A partir de este momento, los esposos viajan por Francia, España y Suecia, viniendo a Granada continuamente pues, aparte de los motivos familiares, el clima era ideal para el joven pero reumático pintor. De hecho, durante el día de Navidad de 1884, estaban en la Alhambra cuando la tierra tembló y toda la población bajó precipitadamente a la vega: era el trágico terremoto de Alhama y pronto se vería la magnitud de la catástrofe. Birger, impresionado, realiza dibujos del momento y poco después entra en contacto con los artistas escandinavos residentes en París, para editar una carpeta con obras originales, titulada Fran Seinen Strand II (A la orilla del Sena II) con cuya venta socorrieron a los damnificados, en la medida de lo posible.

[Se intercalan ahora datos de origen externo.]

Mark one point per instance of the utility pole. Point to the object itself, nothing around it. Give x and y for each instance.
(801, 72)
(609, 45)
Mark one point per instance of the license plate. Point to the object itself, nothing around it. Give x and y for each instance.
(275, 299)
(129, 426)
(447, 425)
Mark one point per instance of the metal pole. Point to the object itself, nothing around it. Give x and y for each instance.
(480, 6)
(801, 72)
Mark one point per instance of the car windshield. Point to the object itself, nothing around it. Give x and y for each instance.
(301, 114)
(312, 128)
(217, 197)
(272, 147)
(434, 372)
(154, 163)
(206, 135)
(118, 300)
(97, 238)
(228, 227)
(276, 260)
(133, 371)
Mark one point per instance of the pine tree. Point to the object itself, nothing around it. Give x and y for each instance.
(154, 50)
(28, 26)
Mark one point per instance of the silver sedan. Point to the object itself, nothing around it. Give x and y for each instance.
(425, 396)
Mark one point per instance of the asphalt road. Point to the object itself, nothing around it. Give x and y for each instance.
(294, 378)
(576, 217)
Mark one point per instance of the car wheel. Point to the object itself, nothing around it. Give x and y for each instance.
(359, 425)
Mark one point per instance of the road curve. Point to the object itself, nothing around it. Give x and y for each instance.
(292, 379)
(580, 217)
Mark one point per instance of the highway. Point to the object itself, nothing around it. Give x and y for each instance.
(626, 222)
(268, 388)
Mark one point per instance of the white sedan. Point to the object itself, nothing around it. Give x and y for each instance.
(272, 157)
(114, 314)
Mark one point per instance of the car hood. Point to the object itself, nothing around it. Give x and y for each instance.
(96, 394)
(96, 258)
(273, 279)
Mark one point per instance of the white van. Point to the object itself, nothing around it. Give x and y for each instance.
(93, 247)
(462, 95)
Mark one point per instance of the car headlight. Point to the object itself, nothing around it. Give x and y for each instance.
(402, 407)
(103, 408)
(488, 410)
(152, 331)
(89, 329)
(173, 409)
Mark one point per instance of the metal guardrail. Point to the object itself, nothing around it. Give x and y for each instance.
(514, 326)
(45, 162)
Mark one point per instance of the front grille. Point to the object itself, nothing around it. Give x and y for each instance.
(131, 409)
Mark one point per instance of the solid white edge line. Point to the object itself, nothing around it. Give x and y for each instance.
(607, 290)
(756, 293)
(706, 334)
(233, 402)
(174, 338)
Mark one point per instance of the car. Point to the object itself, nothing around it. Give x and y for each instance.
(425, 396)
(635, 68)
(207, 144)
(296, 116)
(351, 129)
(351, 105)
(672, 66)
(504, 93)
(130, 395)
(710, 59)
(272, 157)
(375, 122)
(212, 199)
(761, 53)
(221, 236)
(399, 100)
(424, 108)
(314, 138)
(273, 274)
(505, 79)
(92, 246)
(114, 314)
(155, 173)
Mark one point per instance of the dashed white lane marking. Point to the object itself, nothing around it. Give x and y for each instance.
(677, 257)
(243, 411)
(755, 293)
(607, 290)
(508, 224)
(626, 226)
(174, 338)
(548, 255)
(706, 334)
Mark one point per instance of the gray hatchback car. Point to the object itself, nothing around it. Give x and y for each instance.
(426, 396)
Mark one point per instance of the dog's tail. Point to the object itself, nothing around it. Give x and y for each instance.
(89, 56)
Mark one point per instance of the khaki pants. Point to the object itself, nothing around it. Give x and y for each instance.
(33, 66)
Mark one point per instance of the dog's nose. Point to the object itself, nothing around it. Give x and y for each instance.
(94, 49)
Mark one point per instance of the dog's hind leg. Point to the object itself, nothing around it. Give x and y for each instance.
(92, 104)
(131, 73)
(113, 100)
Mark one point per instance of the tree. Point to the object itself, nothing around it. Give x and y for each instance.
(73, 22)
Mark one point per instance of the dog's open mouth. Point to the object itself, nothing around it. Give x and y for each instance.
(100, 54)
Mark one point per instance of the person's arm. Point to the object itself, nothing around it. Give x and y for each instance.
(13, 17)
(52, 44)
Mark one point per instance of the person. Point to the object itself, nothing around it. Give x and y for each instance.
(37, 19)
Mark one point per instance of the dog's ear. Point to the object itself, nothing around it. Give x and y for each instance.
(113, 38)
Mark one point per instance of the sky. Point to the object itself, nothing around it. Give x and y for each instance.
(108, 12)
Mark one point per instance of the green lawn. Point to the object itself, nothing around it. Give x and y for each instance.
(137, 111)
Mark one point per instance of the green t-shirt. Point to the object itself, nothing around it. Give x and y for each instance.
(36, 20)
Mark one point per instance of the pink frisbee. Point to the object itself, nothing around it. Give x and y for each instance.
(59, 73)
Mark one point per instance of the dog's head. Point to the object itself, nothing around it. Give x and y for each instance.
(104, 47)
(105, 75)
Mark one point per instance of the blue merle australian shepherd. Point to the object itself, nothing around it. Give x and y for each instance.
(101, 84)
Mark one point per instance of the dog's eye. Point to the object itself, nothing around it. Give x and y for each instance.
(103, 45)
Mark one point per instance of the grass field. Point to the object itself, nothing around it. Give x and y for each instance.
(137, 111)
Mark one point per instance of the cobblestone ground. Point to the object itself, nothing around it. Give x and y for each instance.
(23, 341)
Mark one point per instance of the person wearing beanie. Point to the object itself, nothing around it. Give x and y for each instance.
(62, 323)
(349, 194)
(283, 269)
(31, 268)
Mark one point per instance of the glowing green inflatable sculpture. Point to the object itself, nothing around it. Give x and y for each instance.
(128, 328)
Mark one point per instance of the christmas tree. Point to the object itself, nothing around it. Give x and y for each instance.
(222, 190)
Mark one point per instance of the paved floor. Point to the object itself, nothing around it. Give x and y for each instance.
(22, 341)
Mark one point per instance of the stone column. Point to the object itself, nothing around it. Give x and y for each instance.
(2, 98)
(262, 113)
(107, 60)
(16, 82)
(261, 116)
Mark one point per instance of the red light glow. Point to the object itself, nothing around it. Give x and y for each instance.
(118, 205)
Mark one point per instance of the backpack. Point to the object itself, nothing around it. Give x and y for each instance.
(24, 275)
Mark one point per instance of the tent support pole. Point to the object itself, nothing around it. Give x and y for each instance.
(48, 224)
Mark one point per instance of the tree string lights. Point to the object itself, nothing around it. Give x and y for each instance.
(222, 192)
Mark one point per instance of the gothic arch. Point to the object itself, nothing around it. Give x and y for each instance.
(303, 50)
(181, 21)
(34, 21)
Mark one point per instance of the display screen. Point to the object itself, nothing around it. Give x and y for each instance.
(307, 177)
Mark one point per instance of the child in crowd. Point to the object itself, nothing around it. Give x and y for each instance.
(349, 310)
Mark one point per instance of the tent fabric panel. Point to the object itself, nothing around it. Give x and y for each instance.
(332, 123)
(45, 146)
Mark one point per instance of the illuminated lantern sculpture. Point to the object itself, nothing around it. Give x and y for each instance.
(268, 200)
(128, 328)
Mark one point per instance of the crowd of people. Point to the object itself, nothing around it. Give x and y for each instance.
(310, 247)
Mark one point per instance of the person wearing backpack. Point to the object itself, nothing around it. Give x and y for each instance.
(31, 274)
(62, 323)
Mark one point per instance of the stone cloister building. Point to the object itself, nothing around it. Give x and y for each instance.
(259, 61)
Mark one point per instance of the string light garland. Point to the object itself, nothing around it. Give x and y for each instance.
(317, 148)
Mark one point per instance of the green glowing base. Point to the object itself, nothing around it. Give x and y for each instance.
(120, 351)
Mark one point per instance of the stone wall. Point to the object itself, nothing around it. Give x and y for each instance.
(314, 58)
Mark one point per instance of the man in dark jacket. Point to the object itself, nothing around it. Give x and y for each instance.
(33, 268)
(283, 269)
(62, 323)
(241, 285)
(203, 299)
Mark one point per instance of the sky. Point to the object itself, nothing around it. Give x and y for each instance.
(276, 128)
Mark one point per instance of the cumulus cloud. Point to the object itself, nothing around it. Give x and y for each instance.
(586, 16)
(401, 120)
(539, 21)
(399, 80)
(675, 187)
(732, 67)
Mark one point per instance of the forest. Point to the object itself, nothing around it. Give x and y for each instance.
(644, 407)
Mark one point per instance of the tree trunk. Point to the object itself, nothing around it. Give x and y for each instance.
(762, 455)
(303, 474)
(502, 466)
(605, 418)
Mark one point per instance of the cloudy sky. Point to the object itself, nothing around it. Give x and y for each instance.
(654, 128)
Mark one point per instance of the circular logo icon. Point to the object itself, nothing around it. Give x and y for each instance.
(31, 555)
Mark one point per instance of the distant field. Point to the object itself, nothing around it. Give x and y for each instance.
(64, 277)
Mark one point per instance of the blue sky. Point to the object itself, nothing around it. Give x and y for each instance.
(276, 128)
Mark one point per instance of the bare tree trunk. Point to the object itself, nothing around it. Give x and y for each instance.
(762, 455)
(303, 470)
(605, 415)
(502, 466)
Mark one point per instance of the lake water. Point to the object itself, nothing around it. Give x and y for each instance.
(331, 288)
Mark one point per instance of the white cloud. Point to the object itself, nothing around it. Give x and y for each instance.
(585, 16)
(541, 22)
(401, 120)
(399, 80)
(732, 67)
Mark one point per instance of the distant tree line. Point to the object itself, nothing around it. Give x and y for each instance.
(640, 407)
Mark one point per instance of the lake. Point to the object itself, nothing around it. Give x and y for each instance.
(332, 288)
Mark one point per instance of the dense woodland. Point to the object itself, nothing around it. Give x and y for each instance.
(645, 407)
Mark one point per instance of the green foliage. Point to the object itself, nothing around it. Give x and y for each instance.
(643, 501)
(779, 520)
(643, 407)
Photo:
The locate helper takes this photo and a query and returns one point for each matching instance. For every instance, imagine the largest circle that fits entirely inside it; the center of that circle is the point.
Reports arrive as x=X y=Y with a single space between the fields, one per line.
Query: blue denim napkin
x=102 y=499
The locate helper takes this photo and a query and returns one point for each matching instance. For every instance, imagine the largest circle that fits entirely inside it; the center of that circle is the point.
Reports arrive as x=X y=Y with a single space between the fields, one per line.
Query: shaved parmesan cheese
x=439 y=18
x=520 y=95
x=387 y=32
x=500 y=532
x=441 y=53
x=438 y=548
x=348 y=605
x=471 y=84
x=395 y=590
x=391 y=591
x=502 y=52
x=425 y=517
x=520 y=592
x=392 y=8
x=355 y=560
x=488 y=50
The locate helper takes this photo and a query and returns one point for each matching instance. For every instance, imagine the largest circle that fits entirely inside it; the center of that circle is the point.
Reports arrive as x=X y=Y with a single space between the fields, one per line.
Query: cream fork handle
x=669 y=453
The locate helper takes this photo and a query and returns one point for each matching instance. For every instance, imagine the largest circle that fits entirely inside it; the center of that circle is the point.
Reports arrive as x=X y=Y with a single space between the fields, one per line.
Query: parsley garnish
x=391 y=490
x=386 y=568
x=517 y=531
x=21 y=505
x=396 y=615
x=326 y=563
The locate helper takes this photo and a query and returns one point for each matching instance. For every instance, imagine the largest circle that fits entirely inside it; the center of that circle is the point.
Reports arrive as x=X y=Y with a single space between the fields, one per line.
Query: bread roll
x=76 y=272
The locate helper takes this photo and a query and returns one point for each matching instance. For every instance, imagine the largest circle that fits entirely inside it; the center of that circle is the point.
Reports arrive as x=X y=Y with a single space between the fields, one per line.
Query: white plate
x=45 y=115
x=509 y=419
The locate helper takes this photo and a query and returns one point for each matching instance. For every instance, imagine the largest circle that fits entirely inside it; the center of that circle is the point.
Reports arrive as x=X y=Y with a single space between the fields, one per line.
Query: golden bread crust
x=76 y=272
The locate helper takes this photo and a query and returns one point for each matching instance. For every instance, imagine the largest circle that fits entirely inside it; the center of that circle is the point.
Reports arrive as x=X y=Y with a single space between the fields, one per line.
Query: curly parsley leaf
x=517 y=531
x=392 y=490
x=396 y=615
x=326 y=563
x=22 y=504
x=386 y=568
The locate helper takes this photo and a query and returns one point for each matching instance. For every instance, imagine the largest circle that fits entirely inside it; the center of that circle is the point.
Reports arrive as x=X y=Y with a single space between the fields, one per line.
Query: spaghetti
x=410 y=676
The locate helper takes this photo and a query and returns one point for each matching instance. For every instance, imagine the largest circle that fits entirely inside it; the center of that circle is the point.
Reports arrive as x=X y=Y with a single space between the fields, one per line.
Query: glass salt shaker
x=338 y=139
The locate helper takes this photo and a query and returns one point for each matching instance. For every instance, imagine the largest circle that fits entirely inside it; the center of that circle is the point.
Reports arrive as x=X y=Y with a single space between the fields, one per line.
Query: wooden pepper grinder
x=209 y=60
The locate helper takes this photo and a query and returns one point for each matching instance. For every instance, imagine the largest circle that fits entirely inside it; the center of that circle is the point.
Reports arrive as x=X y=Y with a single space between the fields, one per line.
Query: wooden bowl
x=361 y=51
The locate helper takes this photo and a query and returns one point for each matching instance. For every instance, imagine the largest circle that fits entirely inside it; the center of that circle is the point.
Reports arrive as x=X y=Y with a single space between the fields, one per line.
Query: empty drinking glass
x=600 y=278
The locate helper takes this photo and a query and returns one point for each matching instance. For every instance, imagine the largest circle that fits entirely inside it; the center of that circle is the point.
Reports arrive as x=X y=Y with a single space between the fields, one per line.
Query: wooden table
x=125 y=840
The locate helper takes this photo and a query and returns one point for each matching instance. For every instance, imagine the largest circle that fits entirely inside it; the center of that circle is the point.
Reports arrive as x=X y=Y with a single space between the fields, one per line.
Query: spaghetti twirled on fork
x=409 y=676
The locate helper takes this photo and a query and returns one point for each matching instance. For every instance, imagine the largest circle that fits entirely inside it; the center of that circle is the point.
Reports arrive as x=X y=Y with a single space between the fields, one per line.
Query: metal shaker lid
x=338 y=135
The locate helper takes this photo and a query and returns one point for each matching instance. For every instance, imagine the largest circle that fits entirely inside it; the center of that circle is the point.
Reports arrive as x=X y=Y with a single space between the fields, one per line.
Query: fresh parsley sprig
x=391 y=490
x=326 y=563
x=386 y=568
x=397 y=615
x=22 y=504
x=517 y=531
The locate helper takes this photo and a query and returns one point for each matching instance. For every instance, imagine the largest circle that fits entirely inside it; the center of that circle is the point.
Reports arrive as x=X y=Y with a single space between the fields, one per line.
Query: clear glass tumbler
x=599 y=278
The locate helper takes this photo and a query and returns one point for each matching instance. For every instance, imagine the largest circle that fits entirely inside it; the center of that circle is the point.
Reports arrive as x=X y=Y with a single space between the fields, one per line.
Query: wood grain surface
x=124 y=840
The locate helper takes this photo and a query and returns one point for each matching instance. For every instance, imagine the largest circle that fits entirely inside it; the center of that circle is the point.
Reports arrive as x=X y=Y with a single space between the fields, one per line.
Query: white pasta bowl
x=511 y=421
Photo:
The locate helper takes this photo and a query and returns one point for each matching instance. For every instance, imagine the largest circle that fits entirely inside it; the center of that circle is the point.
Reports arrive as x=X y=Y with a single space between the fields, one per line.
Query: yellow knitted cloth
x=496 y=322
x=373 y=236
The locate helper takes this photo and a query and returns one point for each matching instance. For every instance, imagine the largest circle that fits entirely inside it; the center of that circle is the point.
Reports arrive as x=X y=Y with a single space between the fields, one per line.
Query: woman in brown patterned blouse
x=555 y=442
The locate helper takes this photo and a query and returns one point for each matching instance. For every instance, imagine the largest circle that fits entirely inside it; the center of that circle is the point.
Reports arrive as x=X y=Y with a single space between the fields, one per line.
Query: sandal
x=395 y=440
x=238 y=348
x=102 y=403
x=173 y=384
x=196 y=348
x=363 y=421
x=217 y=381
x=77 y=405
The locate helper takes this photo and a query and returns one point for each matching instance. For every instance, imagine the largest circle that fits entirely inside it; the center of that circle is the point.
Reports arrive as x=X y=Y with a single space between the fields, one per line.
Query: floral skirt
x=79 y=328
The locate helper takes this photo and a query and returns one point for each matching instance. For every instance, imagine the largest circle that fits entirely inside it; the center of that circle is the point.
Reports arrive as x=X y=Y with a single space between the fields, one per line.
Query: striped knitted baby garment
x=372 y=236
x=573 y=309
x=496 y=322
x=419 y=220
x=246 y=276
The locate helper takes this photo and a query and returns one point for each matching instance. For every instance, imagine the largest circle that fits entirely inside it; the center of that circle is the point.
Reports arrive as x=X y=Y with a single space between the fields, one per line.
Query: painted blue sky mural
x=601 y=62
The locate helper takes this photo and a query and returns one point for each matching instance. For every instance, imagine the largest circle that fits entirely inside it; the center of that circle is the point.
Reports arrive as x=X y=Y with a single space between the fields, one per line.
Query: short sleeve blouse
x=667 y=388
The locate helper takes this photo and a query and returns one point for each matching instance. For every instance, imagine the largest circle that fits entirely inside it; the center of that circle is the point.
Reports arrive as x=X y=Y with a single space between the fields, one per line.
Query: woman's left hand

Tras este incidente, los Birger vuelven a Francia y la quebradiza salud de Hugo hace que se refugien en su tierra natal, donde moriría tras una larga enfermedad en 1887. Tiempo más tarde, un biógrafo del pintor entrevistó a Matilde y le preguntó sobre la muerte de su esposo y esta contestó "Hay un refrán ingenuo que escuché de los labios de un campesino de Güejar estando allí con Hugo: 'Quien muere joven, sigue joven'. Así le sucedió a Hugo".

Hoy para ver su obra, y por tanto la imagen de la Granada finisecular que tanto amó, hay que viajar a Suecia, especialmente Estocolmo y Gotemburgo, en donde sus museos atesoran los cuadros y los valiosos cuadernos de apuntes de este joven y maduro pintor.